Cinq mariages, une vie : la leçon de style de Bianca Gervais et Sébastien Diaz en Provence
Sur la Côte d'Azur, Bianca Gervais et Sébastien Diaz se sont une nouvelle fois dit oui — une cinquième fois, pour être exacte, comme le rapportait Noovo Moi cette semaine.
Claire Vidal·mis à jour 18 août 2026

Ce qui aurait pu n'être qu'une anecdote people devient, à mes yeux de passionnée de narration visuelle, une étude de cas saisissante sur la manière dont un couple choisit, au fil des années, de réinventer le langage photographique de son propre amour.
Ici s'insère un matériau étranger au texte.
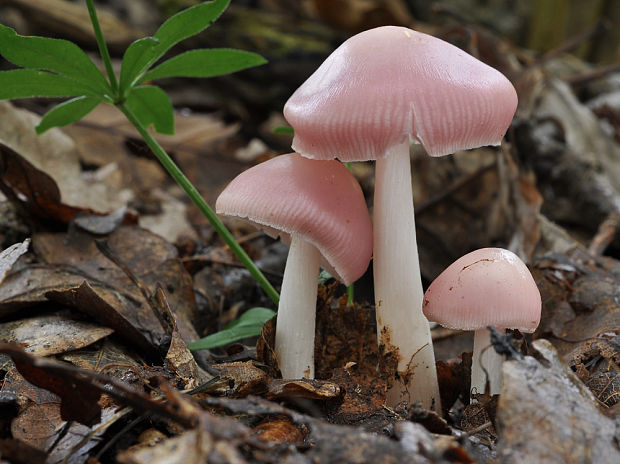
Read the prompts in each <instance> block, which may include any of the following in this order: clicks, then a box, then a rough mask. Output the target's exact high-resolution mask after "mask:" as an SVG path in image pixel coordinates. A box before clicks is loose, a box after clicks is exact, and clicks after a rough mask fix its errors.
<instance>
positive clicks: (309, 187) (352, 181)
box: [215, 153, 372, 378]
L'intimité comme nouveau cadre
La cérémonie, d'après les images partagées par l'animateur sur ses réseaux, ne ressemblait à aucune des précédentes. À quatre — Bianca, Sébastien, Liv et Bowie —, dans une lumière provençale que les photographes de mariage de la région connaissent bien, dorée, presque liquide, le couple a opté pour ce que Sébastien Diaz a décrit lui-même comme intime et sous forme de jeu. Ce choix n'est pas anodin. Trop souvent, le reportage haut de gamme se mesure en nombre d'invités, en dressage floral, en scénographie monumentale. Ce qu'accomplit ici ce couple québécois à l'autre bout de la France, c'est précisément l'inverse: ramener le rituel à sa juste échelle — celle d'une famille. La lumière du sud, l'architecture des paysages de la Côte d'Azur, deviennent alors non plus un décor mais une matière sensible, presque tactile, dont les enfants héritent comme d'une mémoire.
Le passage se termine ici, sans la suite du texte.